Spielend zum Job?
20.11.2018
Sie wollen doch nur spielen...
Der Spielemarkt ist weiterhin im Vormarsch. Weil für die Generation der Millennials, vor allem Studierende einer Technischen Universität, der spielerische Umgang mit Inhalten am PC, dem Smartphone oder der Konsole längst zum Alltag gehört, wird versucht, potenzielle Nachwuchskräfte aus diesem Pool mit Online-Spielen abzuholen. Die Technologie dazu steht schon in den Startlöchern. „Serious Gaming“ oder „Recruiting Gamification“ oder „Recruitainment“ – wie auch immer man es nennen mag, die Tatsache, dass technische
Tools im Auswahlprozess verwendet werden, ist unbestritten und bereits Realität. Aber es ist nicht nur die technische Voraussetzung, warum aufs „Spielen“ zurückgegriffen wird. Es geht um das Interagieren, Unterhalten und Aktivieren. Im Grunde ist diese Idee nicht neu, nur im Recruiting ist dieses Format noch recht frisch.
Computerspiele sind ein wichtiger Teil der Unterhaltungskultur geworden. Die Branche hat sich inzwischen gut entwickelt und sich gegenüber den vorher entstandenen „passiven“ Unterhaltungskünsten wie dem Kino oder dem Theater etabliert. Das Attraktive an Computerspielen im Recruiting ist die Interaktion und was man über die Bewerber_innen erfahren kann. Es geht nicht nur um Fingerfertigkeit, Hand-Auge-Koordination oder eine gezielte visuelle Wahrnehmung, vielmehr interessieren die Recruiter_innen in diesem Zusammenhang die Kompetenzen der Bewerber_innen.
Durch das Navigieren durch Straßen oder Gebäude kann ein räumliches Vorstellungsvermögen getestet werden. Fähigkeiten wie schnelles Entscheiden, Kreativität oder vorausschauendes Planen sowie Problemlösungskompetenz sind wichtige Entscheidungskriterien bei der Suche nach dem/der perfekten Mitarbeiter_in. Schließlich möchte man sich sicher sein, dass der/die Mitarbeiter_in für das Unternehmen gute Arbeit leistet.
Viele Spiele werden nicht alleine, sondern in Teams gespielt, dadurch können Teamfähigkeit, Toleranz und Kommunikationsfähigkeiten gezeigt werden. Auch der Umgang mit Sieg und Niederlage ist eine Herausforderung – wie geht der/die Bewerber_in mit Konflikten um?

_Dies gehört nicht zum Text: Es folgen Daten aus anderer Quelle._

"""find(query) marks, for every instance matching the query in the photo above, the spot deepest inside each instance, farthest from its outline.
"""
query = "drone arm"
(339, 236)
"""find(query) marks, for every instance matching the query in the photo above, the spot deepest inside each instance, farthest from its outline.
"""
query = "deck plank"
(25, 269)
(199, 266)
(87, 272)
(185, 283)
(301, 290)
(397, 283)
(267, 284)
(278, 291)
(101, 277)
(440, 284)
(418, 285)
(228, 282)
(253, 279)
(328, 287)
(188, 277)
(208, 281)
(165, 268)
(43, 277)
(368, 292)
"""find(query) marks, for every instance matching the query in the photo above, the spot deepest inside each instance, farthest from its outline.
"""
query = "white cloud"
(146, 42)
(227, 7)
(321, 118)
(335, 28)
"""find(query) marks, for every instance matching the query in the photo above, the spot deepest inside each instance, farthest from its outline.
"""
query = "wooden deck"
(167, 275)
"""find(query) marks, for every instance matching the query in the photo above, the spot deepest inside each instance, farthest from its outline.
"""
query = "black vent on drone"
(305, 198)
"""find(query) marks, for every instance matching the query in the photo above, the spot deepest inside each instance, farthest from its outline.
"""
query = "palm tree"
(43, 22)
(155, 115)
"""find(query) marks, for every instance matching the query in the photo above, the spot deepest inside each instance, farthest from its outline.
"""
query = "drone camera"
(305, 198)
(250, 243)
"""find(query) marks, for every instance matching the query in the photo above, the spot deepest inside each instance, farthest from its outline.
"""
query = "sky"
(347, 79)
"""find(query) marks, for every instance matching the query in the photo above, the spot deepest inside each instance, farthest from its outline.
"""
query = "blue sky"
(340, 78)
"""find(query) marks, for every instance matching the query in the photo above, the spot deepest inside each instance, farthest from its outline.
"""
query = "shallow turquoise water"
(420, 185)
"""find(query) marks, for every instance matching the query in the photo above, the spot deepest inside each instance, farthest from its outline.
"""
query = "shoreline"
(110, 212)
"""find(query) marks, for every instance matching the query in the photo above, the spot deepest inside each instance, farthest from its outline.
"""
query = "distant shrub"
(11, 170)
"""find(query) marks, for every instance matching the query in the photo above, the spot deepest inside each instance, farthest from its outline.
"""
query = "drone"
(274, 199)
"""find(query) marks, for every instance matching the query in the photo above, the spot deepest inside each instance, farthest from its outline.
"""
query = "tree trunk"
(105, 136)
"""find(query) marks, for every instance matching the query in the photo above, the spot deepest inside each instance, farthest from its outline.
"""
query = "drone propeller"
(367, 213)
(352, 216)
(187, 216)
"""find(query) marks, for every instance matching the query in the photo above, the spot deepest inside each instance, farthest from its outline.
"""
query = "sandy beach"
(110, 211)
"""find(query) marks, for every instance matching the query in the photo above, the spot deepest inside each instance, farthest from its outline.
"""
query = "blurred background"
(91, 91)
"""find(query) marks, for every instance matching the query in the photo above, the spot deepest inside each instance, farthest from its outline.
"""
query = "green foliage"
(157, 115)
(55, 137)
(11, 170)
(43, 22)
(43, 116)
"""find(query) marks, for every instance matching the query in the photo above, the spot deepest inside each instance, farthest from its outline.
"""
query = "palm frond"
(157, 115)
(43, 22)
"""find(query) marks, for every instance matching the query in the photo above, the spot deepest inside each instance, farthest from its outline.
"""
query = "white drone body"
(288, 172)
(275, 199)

Gamer können oft sehr lange hochkonzentriert spielen, das erfordert eine Menge Ausdauer. Dabei könnte auch die Frustrationstoleranz getestet werden.
Mal eben schnell die Welt retten…
Diesen Mehraufwand an Zeit und Geld (Personalaufwand, Entwicklung, Kommunikation etc.) nehmen viele Unternehmen im so genannten „War of Talents“ gerne in Kauf. Bei Unilever zum Beispiel startete man 2016 im deutschsprachigen Raum einen digitalen Prozess, der
Online-Spiele mit Videointerviews verbindet, um die besten und vielversprechendsten Bewerber_innen zu finden. Kandidat_innen sollen unabhängig von den sonst üblichen Bewerbungsunterlagen so ihr volles Potenzial ausschöpfen und ihre Fähigkeiten demonstrieren können. „Wir haben vor allem die Zielgruppe der Millennials im Blick. Das Programm soll Vielfalt unter den Bewerber_innen fördern“, so Amina Niang, Talent Advisor Early Careers für Unilever Deutschland, Österreich und Schweiz, in einem Interview.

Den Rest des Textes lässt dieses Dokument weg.